- Directed by: Profulla Ghosh
- Based on: a sub story in Mahabharata
- Produced by: Samikannu Vincent
- Starring: S. V. Subbaiah Bhagavathar T. S. Velammal Buffoon Shanmugam Karaikudi Ganesha Iyer
- Cinematography: Paul Brix Bilmeyer Berkle
- Production companies: Pioneer Studios, Calcutta
- Release date: 27 April 1935 (India);
- Country: India
- Language: Tamil

= Subhadra Parinayam =

Subhadra Parinayam is a 1935 Indian Tamil language film produced by Samikannu Vincent and directed by Profulla Ghosh. The film featured S. V. Subbaiah Bhagavathar and T. S. Velammal in the lead roles while the comedy track featured Buffoon Shanmugam, Karaikudi Ganesha Iyer and others.

== Plot ==
Lord Krishna wants his sister Subhadra to be married to Arjuna. But his elder brother Balarama who is an ally of Kauravas, wants to marry her to Duryodhana. However, Krishna succeeds in marrying Subhadra to Arjuna. He sends both of them away in a chariot. On hearing this, Balarama and Duryodhana send soldiers to capture and imprison them. After many twists and turns in the story, Balarama accepts the marriage and blesses the couple.

== Cast ==
The following list was compiled from a review article by Randor Guy that was published in The Hindu on 14 September 2013 and from the database of Film News Anandan.

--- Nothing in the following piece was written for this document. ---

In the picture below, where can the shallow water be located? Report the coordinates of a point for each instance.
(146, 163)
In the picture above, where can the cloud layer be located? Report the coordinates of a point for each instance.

- S. V. Subbaiah Bhagavathar as Arjuna
- T.S. Velammal as Subhadra
- T. K. Rukmini Ammal
- Karaikudi Ganesha Iyer
- Buffoon Shanmugham
- Kasi Viswanatha Iyer
- Ramasami Pillai

== Production ==
The film was produced by Samikannu Vincent, a pioneer in the production of Tamil films who owned the cinema hall, Variety Hall Talkies in Coimbatore. The film was shot at the Pioneer Studios in Calcutta and was directed by Prafulla Ghosh who successfully directed some Bengali and Tamil films. Cinematography was handled by Paul Brix and Bilmeyer Berkle.

Later, in 1941, the same story was filmed again Tamil with the title Subhadra Arjuna with Serukalathur Sama as Krishna and V. S. Mani as Arjuna.

== Soundtrack ==
There was no music composers during that period. The actors and actresses themselves sang the song according to set tunes. Sometimes songs were taken directly from devotional literature. The studio orchestra provided the background music.

== Reception ==
Writing in 2013 Randor Guy said, according to contemporary critical accounts, the film fared well in the box office. He further said in his review article that the film is "Remembered For The impressive performances of Subbaiah Bhagavathar and Velammal, the comical interludes of ‘Buffoon’ Shanmugham and others such as Ganesha Iyer, Kasi Viswanath and Ramasami Pillai."